Expression of CAC0291 antisense to knockdown the CAC0291 gene (SEQ ID NO: 7), an enzyme involved in the production of methyltetrahydrofolate from methylene tetrahydrofolate, in the host microorganism Clostridium acetobutylicumum Was prepared in the same manner as in Example 1 above.

[SEQ ID NO: 7] CAC0291  gene

agctaaggtatgcaagcaaaataacatagatcttgtaaccattgcagattcaccaatgtcaaaagttagagtggattcagtaatgattgcatctaaaattaaaagagaactaggaatagaagttatgccgcatatatgttgtagagataagaatgtaaatgcaataaggtcaagtttacttgcagcacacatagaaggaataaggaatatacttgctataactggagatccagttacgggaattgataaggttaatactaaaagtgtttttaatttaaattcatataagcttatgaatcttataagtgaaatgaataaagaaacatttaaggaagataagataagtataggtggagcacttaatttgaatgtattgaataaggaagttgaagtaacaaggatgctaaagaaagtagaaaatggaggtacattttttctaactcaacctatatttaaagaagagactattgagttcttagctaagcttaagaaagatagaaatataaaaattataggaggagttctccctatagtaagttatagaaatattcagtttataaataacgagctcttcggagttgatatacctaaagaatatattgagagatttagtgtggatatgacaagacaagaggcagaagaagtgggagtaaatttagctagggaacttatagctaaaattaggaactatgtagatggtatatatattgttacaccatttaatagaatcggtatggtaatgaaaatactcgaaaatgttaggaagtga-3 '

[SEQ ID NO: 8] CAC0291 Antisense

5'-ctgctgcctttctagctatcatataccctttagttattatattttctaattctgtcttcgatatatccatagttaaagtatttgctgaaaatgtatttgttctaataagtttagctcccgactttatatactctttatggatattaagtattacttctggattagttaaattagcaaattcacaaaaattattataatctccagtggttttagaataatatgttcccattgccccatccgtaactaaaacattattttttatatattcacgtatcactgtattcaccatccacacctataaattatattacttatattctaacatacagttcaatctttttatacttcattatattatttacataaaataaaagtggtttacatatacaacttatagaataagttatatatgtaaaccactttaaaaccatttatataattggaggcg-3 '

Namely, using the genomic DNA of Clostridium acetoButylicum ATCC 824 as a template as the template for the PstI and AvaI restriction sites of the pTHL1-Cm vector having the thiolase promoter, amplification was performed using SEQ ID NO: 3 and SEQ ID NO: 4 One DNA fragment was cloned.

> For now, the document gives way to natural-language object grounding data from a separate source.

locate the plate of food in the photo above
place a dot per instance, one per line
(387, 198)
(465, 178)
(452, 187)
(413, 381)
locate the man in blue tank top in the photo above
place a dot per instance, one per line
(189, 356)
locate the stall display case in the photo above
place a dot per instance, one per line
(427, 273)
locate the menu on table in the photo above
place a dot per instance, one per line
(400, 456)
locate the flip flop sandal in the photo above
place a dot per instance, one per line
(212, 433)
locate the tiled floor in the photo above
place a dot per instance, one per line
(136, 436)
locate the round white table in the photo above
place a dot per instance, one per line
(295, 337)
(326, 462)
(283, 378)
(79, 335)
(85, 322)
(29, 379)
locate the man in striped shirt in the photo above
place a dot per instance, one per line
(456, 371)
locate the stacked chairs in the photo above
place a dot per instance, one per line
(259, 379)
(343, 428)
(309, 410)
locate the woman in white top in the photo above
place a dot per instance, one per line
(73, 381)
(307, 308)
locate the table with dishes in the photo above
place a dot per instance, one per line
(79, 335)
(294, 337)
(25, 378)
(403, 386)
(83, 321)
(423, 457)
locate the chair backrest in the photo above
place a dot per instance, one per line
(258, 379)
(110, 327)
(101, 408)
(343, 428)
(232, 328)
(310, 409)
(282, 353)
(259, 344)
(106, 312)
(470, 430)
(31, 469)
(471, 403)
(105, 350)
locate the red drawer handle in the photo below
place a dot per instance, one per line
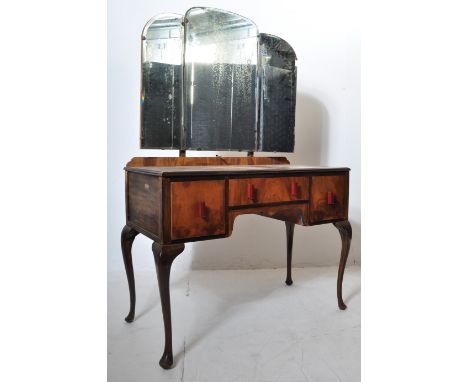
(250, 192)
(201, 210)
(294, 189)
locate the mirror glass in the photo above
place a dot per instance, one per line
(161, 82)
(277, 95)
(220, 83)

[SEQ ID NO: 3]: 5'-CTGCAGCTGCTGCCTTTCTAGCTATC-3 '

[SEQ ID NO: 4]: 5'-CCCGGGCGCCTCCAATTATATAAATGG-3 '

Example  3: Clostridium of the plasmid Acetobutylicum  Transformation

The recombinant vectors prepared in Example 1 and Example 2 were introduced into clostridium acetobuttilicum. Prior to this, methylation of vectors was induced to be suitable for transformation into clostridium, that is, Bacillus subtilis Phage 3T I methyltransferase expression vector, pAN1 (Mermelstein et al. , Appl Environ Microbiol, 59:. .. 1077, 1993) for containing the E. coli TOP 10 (Invitrogen Corporation, Carlsbad, Calif, USA) examples 1 and 2 lead to methylation and introducing the produced recombinant vector in Respectively. Two methylated vectors were isolated and purified from Escherichia coli and introduced into Clostridium acetobutylicum ATCC 824 strain known as a type strain to prepare a recombinant mutant microorganism.

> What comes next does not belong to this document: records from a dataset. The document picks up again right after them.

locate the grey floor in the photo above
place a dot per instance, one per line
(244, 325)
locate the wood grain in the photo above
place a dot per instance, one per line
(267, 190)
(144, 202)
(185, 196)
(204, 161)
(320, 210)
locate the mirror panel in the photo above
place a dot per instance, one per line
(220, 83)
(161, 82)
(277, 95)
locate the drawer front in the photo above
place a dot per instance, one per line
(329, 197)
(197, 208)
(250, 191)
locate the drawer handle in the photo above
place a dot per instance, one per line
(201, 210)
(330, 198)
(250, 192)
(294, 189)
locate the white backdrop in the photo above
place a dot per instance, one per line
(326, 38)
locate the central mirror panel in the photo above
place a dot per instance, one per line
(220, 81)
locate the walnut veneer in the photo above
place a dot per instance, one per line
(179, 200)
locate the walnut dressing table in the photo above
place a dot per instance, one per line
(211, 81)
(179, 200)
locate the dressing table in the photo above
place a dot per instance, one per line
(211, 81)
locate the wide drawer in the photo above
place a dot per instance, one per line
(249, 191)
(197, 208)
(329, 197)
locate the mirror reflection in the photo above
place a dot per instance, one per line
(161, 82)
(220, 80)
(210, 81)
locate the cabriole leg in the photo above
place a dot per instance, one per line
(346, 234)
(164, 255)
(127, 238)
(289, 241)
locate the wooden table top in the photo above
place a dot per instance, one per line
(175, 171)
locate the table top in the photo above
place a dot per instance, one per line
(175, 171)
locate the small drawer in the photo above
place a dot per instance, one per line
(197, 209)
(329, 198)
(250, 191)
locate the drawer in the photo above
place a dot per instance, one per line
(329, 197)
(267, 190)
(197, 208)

Competent cells for transformation were prepared as follows. First, Clostridium acetobutylicum ATCC 824 strain was inoculated into 10 ml CGM medium (Table 1) and cultured until the OD value reached 0.6. The cultured strains were inoculated in 60 ml of 2X YTG medium (16 g of Bacto Tryptone, 10 g of yeast extract, 4 g of NaCl, 5 g of glucose, per liter) at a concentration of 10% and cultured for 4-5 hours. The microbial cells were suspended in 2.4 ml of the same buffer after washing with the transformation buffer (EPB, 15 ml of 270 mM sucrose, 110 μl of 686 mM NaH ₂ PO ₄ , pH 7.4, twice, (compent cell) and 25 μl of recombinant plasmid DNA were mixed and charged into a cuvette having a 4 mm electrode, and then subjected to electric shock at 2.5 kV and 25 μF. Immediately, the cells were suspended in 1 ml of 2 × YTG medium And cultured at 37 ° C for 3 hours. Then, transformants ATCC824CAC0578kd and ATCC824CAC0291kd were selected by streaking on 2 × YTG solid medium containing 40 μg / ml erythromycin.

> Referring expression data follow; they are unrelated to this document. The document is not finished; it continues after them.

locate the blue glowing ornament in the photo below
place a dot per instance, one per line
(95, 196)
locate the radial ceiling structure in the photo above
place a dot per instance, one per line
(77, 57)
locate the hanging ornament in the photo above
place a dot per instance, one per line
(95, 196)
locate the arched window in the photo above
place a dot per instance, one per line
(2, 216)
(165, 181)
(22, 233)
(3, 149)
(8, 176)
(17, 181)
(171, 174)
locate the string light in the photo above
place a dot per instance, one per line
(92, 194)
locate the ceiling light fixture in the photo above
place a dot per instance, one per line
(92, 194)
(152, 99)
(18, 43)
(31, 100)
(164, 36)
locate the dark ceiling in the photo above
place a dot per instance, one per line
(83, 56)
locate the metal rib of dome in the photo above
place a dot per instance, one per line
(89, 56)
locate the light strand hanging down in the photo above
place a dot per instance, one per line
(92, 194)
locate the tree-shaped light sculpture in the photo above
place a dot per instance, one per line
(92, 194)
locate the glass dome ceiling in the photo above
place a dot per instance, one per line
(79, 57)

Composition of CGM medium ingredient Content (g / l) Glucose 8 K ₂ HPO ₄ 3H ₂ O 0.982 KH ₂ PO ₄ 0.75 MgSO ₄ 0.348 MnSO ₄ H ₂ O 0.01 FeSO ₄ 7H ₂ O 0.01 (NH _{4) 2} SO ₄ 2 NaCl One Asparagine 2 p-Aminobenzoic acid 0.004 Yeast extract 5

Example  4: Mutant C1  Culture for Metabolic Circuit Analysis

ATCC 824 strain, which is a wild type clostridium acetobuttilicum strain, and the recombinant mutant ATCC824CAC0578kd and ATCC824CAC0291kd were cultured to analyze the C1 metabolism circuit. To this end, a 30 ml test tube containing 10 ml of CGM medium containing ¹³ C-formate was sterilized, taken out at 80 ° C or higher, filled with nitrogen gas, and then cooled to room temperature in the anaerobic chamber. Then, 40 / / ml of erythromycin was added, and the recombinant mutant microorganisms were inoculated and incubated at 37 째 C for 16 hours with anaerobic digestion.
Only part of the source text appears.